Strategic KPIs don’t relate directly to marketing investment or sales success but are nonetheless important to track.
One set of strategic KPIs relates to competitors. Metrics such as social media “Share of Voice” compared with competitors will show you if you are shouting louder than your competitors (of course that is only important if you are shouting the right things.) And an analysis of comparative sentiment will also be useful (with an analysis of any blips giving you some actionable information). In a similar way an analysis of keywords around dissatisfaction with competitors will be useful information, although not strictly a KPI.
Another set of strategic KPIs relates to consumer insights. Here you need to analyse the content of any social media conversations and match the key words you are using to describe your brands with the keywords and topics that are generating engagement. You may find that one set of topics is going well at generating positive consumer reactions but that you are failing with another topic. This knowledge is important for advertising as well as for New Product Development.
Unlike all of the preceding KPIs, some marketing KPIs can have a genuine value in terms of monetary ROI attached to them.
While the volume of website traffic from social media doesn’t in itself have a value, we could attach a value to it by estimating the cost of generating traffic using paid search or advertising. We could also attach a value to non-sales conversions such as product sheet downloads – if we know how many of these are likely to convert into a sale. And similarly we can value leads (such as email addresses) if we know what our conversion rate is likely to be. And finally we could potentially value any back-links that have been achieved from social media if we are able to calculate the cost of a single back link achieved via SEO activity.

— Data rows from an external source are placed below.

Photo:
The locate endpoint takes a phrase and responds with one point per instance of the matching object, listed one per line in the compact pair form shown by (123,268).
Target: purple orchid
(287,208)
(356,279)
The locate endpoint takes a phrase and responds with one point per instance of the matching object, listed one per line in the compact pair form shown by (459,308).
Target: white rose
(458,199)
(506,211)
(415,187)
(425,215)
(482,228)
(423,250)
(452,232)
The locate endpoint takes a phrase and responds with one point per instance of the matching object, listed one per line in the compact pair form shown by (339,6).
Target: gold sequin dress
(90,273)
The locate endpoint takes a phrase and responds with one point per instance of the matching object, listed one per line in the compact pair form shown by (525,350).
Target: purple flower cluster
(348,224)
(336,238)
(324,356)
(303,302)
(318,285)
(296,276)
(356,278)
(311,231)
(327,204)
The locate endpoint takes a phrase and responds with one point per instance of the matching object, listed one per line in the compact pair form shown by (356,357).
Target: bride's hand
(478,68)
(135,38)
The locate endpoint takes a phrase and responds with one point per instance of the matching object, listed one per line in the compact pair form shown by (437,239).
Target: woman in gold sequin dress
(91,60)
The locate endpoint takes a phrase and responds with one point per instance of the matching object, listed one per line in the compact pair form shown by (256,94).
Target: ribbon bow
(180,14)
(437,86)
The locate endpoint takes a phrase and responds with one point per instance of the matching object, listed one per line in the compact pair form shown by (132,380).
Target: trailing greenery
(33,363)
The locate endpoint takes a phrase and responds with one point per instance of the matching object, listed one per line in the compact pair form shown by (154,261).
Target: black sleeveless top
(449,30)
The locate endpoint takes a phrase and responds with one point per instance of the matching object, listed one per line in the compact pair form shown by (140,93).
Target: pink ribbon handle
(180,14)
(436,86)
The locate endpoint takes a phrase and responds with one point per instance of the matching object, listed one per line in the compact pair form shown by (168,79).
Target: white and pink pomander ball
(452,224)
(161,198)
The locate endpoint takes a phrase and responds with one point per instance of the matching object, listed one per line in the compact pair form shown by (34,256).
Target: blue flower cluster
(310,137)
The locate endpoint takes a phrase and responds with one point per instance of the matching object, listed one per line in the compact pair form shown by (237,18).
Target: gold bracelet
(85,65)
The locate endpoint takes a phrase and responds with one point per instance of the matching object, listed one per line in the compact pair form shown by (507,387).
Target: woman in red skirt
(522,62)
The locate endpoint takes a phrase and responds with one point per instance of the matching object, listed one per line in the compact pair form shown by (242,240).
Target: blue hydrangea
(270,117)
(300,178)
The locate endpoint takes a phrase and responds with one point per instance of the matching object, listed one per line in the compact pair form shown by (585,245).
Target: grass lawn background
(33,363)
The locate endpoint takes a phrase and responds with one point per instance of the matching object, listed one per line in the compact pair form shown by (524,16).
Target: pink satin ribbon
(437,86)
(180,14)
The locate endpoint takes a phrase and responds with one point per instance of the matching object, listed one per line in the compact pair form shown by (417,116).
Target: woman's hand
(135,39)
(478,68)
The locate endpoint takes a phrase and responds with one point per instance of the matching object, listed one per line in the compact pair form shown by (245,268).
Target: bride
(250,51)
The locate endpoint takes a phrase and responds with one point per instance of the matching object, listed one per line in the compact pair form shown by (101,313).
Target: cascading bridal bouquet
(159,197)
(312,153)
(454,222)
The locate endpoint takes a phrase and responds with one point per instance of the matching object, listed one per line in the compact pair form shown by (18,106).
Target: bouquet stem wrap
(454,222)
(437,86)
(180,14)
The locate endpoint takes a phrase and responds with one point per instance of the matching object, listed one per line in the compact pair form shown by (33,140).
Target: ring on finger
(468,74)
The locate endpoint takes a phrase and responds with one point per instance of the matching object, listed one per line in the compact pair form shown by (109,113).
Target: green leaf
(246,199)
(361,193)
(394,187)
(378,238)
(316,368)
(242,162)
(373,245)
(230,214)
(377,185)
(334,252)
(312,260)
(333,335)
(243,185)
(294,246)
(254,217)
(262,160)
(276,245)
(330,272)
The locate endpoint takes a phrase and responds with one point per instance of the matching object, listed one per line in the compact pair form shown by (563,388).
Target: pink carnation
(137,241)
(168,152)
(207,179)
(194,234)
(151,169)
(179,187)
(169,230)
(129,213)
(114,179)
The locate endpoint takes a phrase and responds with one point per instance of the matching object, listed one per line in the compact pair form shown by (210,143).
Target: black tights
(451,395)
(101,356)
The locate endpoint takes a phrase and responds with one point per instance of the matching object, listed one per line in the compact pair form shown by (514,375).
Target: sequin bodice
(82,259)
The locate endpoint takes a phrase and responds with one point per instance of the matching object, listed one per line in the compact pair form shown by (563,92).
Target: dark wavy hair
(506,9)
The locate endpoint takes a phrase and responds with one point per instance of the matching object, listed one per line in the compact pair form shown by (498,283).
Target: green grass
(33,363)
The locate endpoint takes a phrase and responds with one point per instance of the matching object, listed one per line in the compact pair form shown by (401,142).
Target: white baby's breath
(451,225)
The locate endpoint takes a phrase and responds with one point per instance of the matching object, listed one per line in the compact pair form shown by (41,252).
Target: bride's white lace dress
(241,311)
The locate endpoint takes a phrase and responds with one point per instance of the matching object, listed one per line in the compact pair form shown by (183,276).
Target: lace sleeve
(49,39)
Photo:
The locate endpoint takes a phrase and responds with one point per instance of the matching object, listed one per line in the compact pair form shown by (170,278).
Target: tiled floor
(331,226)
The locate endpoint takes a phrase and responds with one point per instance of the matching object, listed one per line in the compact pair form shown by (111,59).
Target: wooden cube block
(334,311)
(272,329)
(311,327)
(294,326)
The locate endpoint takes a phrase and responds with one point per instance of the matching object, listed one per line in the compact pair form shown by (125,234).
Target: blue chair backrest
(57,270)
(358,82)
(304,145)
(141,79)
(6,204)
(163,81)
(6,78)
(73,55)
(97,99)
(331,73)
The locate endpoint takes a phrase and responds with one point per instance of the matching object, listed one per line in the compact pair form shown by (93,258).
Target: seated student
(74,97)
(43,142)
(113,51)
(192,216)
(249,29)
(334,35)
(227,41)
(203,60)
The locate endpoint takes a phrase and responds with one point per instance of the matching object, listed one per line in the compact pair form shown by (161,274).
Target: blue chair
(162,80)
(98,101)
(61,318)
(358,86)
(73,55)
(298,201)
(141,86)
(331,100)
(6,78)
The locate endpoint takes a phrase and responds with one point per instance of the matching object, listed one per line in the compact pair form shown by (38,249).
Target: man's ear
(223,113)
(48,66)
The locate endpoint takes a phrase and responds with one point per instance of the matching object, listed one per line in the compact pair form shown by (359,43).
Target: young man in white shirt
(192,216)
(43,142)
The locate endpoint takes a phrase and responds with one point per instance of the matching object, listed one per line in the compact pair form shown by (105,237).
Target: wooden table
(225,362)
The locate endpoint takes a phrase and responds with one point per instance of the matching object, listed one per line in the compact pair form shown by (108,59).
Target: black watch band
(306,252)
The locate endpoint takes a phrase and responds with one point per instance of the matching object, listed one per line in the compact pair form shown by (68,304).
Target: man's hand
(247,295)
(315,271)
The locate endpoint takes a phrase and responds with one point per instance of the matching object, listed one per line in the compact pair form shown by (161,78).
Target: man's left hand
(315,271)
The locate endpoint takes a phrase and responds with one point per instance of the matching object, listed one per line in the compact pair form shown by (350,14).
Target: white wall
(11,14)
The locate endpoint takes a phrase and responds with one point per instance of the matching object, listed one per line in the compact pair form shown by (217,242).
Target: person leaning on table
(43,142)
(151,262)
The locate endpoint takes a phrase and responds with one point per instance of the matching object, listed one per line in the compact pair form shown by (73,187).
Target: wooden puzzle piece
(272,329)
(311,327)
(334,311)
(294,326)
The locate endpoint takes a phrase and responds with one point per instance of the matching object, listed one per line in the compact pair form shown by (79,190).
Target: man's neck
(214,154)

Another area where we can potentially attach real value is in social media activity. Qualified followers and fans (i.e. people who have been identified as prospects) will have a quantifiable value if we know the average conversion rate we achieve with prospects. And so will people who are identified as being dissatisfied with a competitor.
Other KPIs worth tracking are the total number of “strong engagements” i.e. comments on your posts, and the numbers of qualified followers and fans who engage weakly or strongly with your content: while it is hard to ascribe an monetary ROI to these KPIs, they are important as they tell you whether your campaigns are succeeding in generating engagement and, importantly, whether they are doing so with the target audience.

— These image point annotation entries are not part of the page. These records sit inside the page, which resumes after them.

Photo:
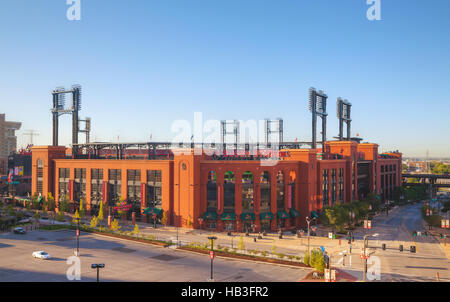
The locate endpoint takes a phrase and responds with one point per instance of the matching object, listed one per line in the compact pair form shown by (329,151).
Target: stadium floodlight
(343,112)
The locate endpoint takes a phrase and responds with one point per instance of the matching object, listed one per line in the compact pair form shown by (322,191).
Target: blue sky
(144,64)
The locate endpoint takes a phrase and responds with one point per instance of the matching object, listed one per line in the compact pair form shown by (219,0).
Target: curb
(244,260)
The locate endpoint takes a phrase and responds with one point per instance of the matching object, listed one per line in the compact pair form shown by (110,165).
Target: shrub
(115,225)
(307,258)
(94,222)
(241,244)
(60,217)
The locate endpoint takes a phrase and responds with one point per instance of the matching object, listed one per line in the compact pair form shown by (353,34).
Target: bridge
(432,181)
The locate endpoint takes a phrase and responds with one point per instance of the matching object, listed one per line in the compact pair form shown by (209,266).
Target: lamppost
(366,241)
(178,216)
(212,238)
(308,220)
(77,219)
(98,267)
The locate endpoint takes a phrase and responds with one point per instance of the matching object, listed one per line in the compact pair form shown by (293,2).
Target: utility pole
(31,133)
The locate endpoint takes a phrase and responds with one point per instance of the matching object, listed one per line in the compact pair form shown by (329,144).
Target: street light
(212,238)
(98,267)
(366,241)
(308,220)
(77,219)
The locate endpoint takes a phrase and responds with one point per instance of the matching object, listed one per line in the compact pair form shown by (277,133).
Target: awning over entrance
(210,216)
(266,216)
(248,216)
(294,213)
(152,211)
(228,216)
(282,215)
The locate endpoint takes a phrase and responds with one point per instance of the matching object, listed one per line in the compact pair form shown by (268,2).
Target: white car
(41,255)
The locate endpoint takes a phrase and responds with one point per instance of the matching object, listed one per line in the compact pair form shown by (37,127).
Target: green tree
(320,263)
(64,204)
(94,222)
(60,216)
(115,225)
(50,202)
(136,230)
(241,245)
(164,218)
(121,202)
(100,214)
(76,217)
(36,216)
(82,209)
(307,258)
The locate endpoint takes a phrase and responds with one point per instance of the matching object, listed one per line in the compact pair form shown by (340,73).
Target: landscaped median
(150,239)
(252,255)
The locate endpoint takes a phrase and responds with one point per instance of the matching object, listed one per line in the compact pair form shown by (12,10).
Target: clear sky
(144,64)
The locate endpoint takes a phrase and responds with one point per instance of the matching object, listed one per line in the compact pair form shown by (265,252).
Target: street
(124,261)
(396,229)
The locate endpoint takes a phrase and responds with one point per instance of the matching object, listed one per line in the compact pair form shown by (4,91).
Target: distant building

And finally there is what every BtoB marketer will want to be able to measure: sales generated from social media.
At the soft (i.e. hard-to-value) end there are CRM interactions – the number of contacts with customers or prospects that have been made via social media. This isn’t the same as the number of leads as one customer or prospect may have been contacted several times via social media. Track number of customers/prospects contacted and also average number of contacts per customer/prospect.

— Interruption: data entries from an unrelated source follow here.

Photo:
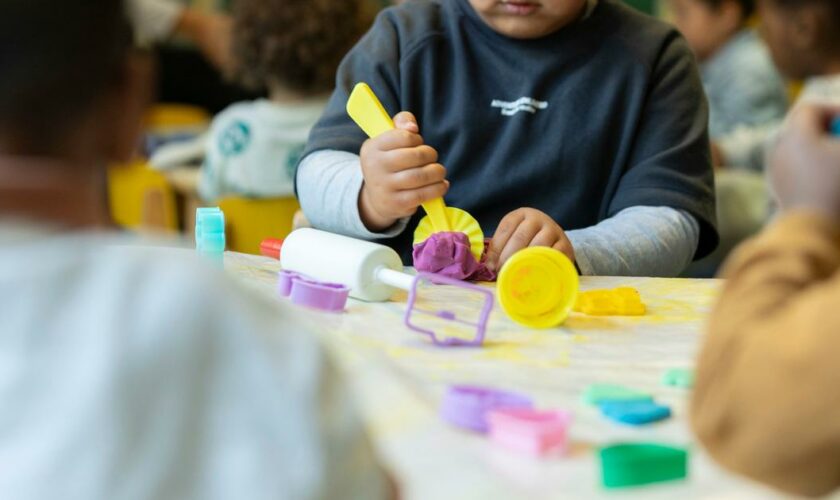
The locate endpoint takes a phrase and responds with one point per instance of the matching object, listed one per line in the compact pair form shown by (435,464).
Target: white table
(399,378)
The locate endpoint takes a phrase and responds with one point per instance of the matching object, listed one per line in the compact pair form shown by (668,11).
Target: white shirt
(129,373)
(253,148)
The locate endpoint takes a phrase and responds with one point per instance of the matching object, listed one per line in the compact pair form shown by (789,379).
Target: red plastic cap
(270,247)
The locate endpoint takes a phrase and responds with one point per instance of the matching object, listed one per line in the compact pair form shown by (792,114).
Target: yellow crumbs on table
(623,301)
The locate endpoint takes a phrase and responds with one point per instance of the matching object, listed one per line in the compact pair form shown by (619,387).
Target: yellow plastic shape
(537,287)
(367,111)
(623,301)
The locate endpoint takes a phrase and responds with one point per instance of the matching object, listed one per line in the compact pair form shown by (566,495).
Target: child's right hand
(805,163)
(400,172)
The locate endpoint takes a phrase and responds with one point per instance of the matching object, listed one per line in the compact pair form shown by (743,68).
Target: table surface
(400,378)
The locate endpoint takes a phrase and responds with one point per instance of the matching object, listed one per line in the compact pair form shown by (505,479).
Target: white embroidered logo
(522,104)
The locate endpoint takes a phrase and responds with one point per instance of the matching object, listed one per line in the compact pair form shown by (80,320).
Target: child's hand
(526,227)
(805,163)
(400,174)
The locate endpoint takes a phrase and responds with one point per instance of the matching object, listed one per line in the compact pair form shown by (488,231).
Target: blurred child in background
(131,373)
(766,402)
(291,48)
(744,89)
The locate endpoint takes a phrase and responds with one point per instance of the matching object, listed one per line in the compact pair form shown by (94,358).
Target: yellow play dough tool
(365,109)
(538,287)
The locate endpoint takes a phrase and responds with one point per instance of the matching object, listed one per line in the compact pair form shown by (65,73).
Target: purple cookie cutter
(307,292)
(468,406)
(436,279)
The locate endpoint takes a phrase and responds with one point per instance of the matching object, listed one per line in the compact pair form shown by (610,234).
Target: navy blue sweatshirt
(602,115)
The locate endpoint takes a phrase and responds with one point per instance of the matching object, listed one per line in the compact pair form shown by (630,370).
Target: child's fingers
(406,121)
(565,246)
(418,177)
(410,199)
(395,139)
(521,238)
(402,159)
(547,237)
(503,233)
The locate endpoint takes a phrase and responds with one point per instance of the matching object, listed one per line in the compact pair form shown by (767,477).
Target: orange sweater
(767,400)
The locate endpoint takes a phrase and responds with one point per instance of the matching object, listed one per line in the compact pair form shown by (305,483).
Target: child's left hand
(522,228)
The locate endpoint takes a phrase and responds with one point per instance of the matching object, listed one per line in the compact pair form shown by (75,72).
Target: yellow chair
(249,221)
(141,198)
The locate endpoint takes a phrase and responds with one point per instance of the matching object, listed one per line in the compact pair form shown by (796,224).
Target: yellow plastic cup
(538,287)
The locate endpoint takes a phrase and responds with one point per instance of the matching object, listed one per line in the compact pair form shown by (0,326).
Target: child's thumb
(406,121)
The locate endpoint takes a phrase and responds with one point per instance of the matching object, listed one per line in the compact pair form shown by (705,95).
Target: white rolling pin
(372,271)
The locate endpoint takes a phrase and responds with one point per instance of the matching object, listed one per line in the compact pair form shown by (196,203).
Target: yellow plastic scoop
(366,110)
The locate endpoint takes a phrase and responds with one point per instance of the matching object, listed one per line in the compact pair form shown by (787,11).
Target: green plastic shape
(636,464)
(679,377)
(601,393)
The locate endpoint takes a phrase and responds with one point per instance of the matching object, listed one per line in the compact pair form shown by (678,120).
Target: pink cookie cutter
(479,326)
(331,297)
(535,432)
(468,406)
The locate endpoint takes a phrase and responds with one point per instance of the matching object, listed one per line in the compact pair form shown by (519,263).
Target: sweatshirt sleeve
(766,402)
(638,241)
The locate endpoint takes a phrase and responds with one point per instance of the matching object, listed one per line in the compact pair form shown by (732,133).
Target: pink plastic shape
(439,340)
(535,432)
(468,406)
(331,297)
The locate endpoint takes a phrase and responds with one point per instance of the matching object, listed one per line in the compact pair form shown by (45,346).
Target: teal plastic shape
(210,232)
(597,394)
(679,377)
(635,412)
(637,464)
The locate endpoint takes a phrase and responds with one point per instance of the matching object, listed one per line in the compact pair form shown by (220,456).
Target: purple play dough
(449,254)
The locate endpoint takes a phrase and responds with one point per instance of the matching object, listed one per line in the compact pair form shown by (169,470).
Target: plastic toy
(210,233)
(624,301)
(270,247)
(479,326)
(367,111)
(373,272)
(537,287)
(468,407)
(643,463)
(679,377)
(331,297)
(635,412)
(597,394)
(530,431)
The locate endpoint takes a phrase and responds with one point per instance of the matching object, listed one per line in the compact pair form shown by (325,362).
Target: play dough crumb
(624,301)
(679,377)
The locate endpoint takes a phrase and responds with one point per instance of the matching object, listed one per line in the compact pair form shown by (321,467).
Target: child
(292,48)
(766,400)
(744,89)
(586,112)
(131,373)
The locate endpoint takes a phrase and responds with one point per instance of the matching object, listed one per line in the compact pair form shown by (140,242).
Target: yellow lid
(538,287)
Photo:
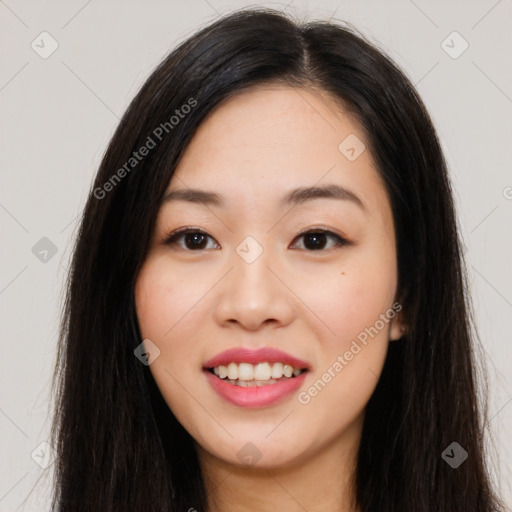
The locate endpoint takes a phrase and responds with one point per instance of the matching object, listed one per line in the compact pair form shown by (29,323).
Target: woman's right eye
(193,239)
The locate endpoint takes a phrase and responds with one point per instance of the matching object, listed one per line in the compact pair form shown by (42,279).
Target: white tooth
(262,371)
(233,371)
(246,371)
(223,372)
(277,370)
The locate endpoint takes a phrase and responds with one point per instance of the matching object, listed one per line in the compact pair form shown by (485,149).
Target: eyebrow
(293,197)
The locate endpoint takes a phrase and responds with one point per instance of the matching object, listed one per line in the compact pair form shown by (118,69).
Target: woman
(266,308)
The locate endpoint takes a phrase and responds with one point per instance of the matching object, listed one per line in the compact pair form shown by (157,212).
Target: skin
(195,303)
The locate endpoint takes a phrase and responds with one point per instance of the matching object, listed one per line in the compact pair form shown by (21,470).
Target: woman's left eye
(315,239)
(195,239)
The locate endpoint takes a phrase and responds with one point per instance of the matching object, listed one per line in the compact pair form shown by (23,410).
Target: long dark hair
(118,445)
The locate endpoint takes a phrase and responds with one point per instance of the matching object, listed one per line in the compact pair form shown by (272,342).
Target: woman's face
(251,280)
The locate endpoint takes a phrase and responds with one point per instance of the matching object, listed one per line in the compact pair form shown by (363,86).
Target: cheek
(164,301)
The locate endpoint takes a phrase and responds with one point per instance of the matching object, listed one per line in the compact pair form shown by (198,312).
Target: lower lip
(256,396)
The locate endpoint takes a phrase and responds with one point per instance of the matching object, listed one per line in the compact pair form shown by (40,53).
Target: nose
(253,294)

And then there is the “gold standard”: sales converted from social media leads. Did I say “gold standard”. Well, that would mean that the sale was made in the absence of any other drivers such as advertising, email etc. And that’s unlikely to be the case. So track this figure; but bear in mind that giving social media total credit for the sale is probably over-estimating its importance. As Einstein said “Not everything that is worth counting can be counted”!